Fellow Purdue team members for the grant are Senay Simsek, department head and professor of food science; Katy Rainey, associate professor of agronomy; and Karen Hudson, a USDA-ARS research and molecular biologist.
Beginning Oct. 1 with a planned one-year time frame, the project will focus on phenotyping for compositional traits in novel value-added applications, trials to eliminate pressure on small- to medium-scale industry sectors and final product quality and sensory evaluations.
“Soybeans currently produce the highest protein yields per unit area compared to all other plant-based sources,” Mishra said. “The major challenge is that quality issues with flavor and functionality have impacted the utilization of currently available soybean-protein products for food.”

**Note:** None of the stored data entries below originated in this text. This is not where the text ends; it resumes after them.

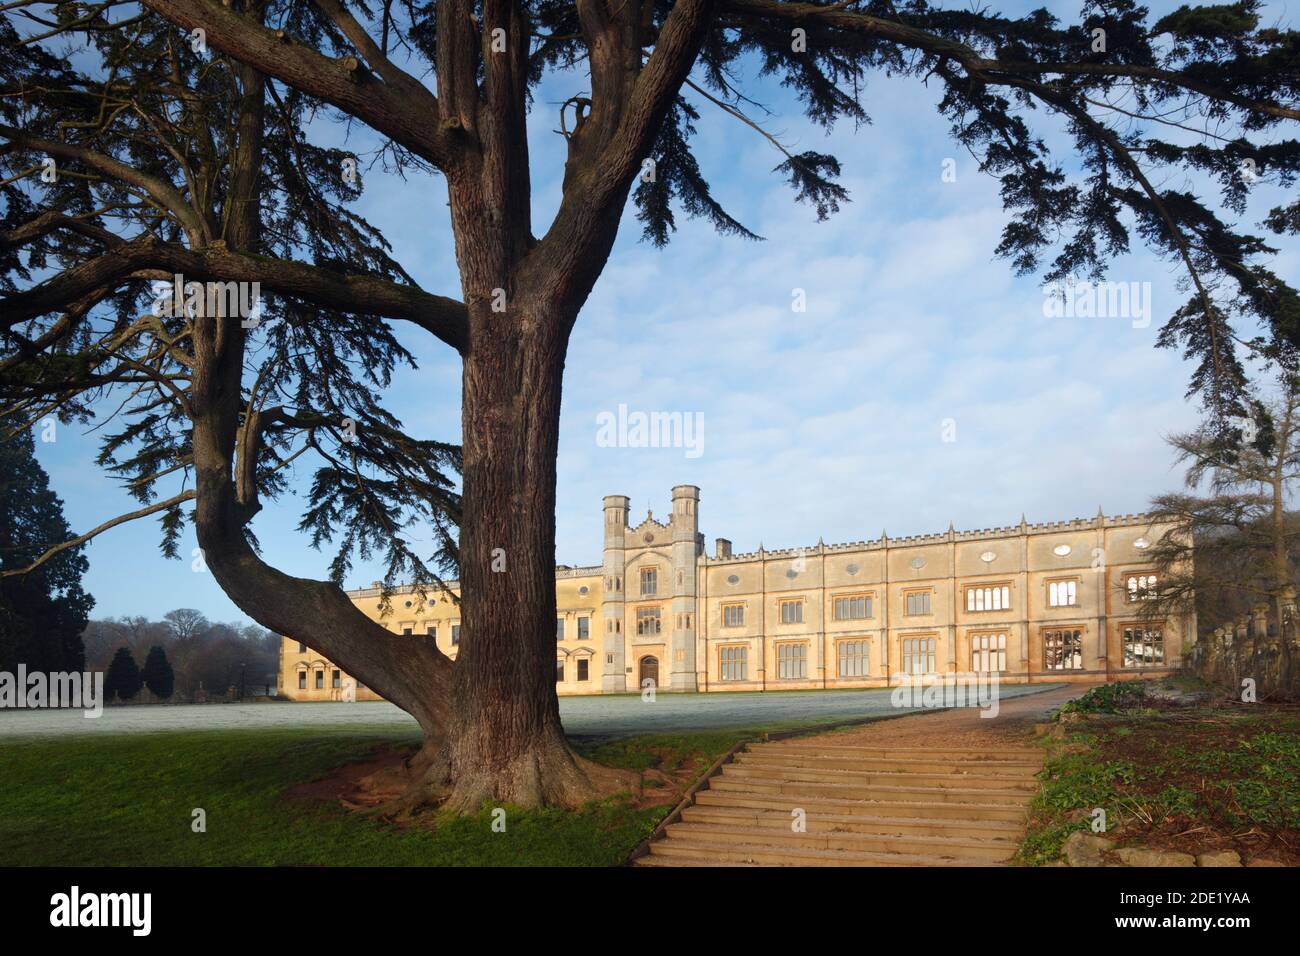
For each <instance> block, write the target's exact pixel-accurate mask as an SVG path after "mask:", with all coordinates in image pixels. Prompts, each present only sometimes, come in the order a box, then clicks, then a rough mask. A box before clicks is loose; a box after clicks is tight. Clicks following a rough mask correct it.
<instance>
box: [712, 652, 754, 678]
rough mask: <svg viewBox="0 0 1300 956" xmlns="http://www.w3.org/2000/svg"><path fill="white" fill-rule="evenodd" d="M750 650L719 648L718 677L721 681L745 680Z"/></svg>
mask: <svg viewBox="0 0 1300 956" xmlns="http://www.w3.org/2000/svg"><path fill="white" fill-rule="evenodd" d="M748 658H749V648H745V646H736V648H718V676H719V679H720V680H745V679H746V678H745V663H746V661H748Z"/></svg>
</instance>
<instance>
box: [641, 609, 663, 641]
mask: <svg viewBox="0 0 1300 956" xmlns="http://www.w3.org/2000/svg"><path fill="white" fill-rule="evenodd" d="M660 628H662V622H660V620H659V609H658V607H637V633H638V635H642V636H645V635H655V633H659V631H660Z"/></svg>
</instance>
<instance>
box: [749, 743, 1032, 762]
mask: <svg viewBox="0 0 1300 956" xmlns="http://www.w3.org/2000/svg"><path fill="white" fill-rule="evenodd" d="M749 749H750V750H751V752H758V750H789V752H792V753H793V752H800V753H814V754H831V756H840V757H911V758H917V760H967V761H976V762H978V761H985V760H1015V761H1035V762H1037V763H1041V762H1043V761H1044V758H1045V757H1047V754H1045V753H1044V752H1043V750H1041V749H1039V748H1036V747H995V748H952V747H837V745H829V744H828V745H823V744H809V743H805V741H801V740H774V741H771V743H766V744H753V745H750V748H749Z"/></svg>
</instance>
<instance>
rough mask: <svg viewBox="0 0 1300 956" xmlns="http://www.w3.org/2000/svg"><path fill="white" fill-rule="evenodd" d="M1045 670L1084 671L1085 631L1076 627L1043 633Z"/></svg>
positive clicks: (1043, 666) (1043, 650) (1049, 631)
mask: <svg viewBox="0 0 1300 956" xmlns="http://www.w3.org/2000/svg"><path fill="white" fill-rule="evenodd" d="M1043 670H1049V671H1076V670H1083V631H1080V630H1079V628H1076V627H1062V628H1052V630H1048V631H1044V632H1043Z"/></svg>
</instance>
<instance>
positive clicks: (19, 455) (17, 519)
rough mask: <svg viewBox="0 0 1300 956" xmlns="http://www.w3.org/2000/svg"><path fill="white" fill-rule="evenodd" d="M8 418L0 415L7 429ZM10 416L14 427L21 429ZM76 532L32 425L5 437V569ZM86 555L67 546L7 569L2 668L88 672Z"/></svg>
mask: <svg viewBox="0 0 1300 956" xmlns="http://www.w3.org/2000/svg"><path fill="white" fill-rule="evenodd" d="M5 425H6V423H5V420H3V419H0V429H4V428H5ZM13 425H14V423H13V421H9V423H8V427H9V428H13ZM72 537H73V532H72V529H70V528H69V527H68V522H66V520H65V519H64V503H62V501H60V498H59V496H57V494H55V492H53V490H52V489H51V488H49V476H48V475H45V470H44V468H42V467H40V463H39V462H38V460H36V457H35V441H34V437H32V434H31V429H30V428H23V429H18V431H17V432H16V433H14V434H13V437H12V440H10V441H9V442H5V444H0V572H4V571H9V570H14V568H23V567H27V566H29V564H31V562H34V561H36V558H38V557H39V555H42V554H43V553H44V551H45V550H47V549H48V548H49V545H51V544H57V542H62V541H68V540H70V538H72ZM86 568H87V562H86V555H85V554H82V549H81V548H68V549H65V550H61V551H60V553H59V554H57V555H55V557H53V558H52V559H51V561H48V562H44V563H43V564H42V566H40V567H39V568H38V570H36V571H34V572H32V574H29V575H21V576H19V575H10V576H0V671H9V672H13V671H14V669H16V667H17V666H18V665H19V663H22V665H26V666H27V669H29V670H32V671H38V670H39V671H49V672H53V671H81V670H83V669H85V666H86V654H85V649H83V646H82V637H81V633H82V630H83V628H85V627H86V620H87V619H88V617H90V610H91V607H94V606H95V598H92V597H91V596H90V594H87V593H86V592H85V591H83V589H82V584H81V579H82V575H83V574H86Z"/></svg>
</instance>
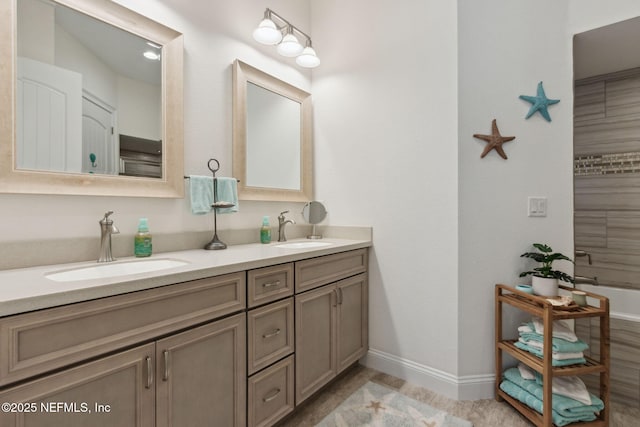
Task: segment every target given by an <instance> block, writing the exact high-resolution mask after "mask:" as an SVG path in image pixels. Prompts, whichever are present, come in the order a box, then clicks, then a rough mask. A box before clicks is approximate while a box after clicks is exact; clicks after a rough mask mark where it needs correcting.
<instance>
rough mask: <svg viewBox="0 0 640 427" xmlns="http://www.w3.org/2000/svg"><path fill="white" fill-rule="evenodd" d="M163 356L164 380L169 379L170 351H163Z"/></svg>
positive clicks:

The global demand for soy protein isolate/concentrate is expected to increase 80 times, while the global meat-substitute market is expected to be worth $140 billion by 2029, Mishra said. Increased soy production for renewable diesel production is expected to increase by 10 percent over the next three years.
“There was a critical need to help the soybean farmers and soy processors,” Mishra said. “Our project proposes to solve the bottleneck of small- and medium-scale processing and facilitate the scale-up of identity-preserved (IP) systems through our multistate team. Our project fits in the overall strategic vision of the connectivity for soy users to the market.”
Simsek said this type of highly interdisciplinary work requires collaboration and coordinated efforts with researchers and scientists from different disciplines across institutions.
“Soy-based products have continued to grow over the past years and are expecting continued growth into the future,” Simsek said. “With this grant, Purdue Food Science will be a hub for research, development and education that will make connections and bridge the gaps between growers, breeders, researchers, students, the food industry and consumers.”
Purdue’s Skidmore Sales and Distributing Food Product Development Laboratory and Pilot Plant enable stakeholders to come together and develop new soy-based products using state-of-the-art manufacturing processes to further initiatives in plant-powered protein, refinement into oils, and powders and other value-added products, Mishra said. Purdue will also offer sensory testing and assessment of consumer acceptance of soy products through Food Sciences’ sensory lab.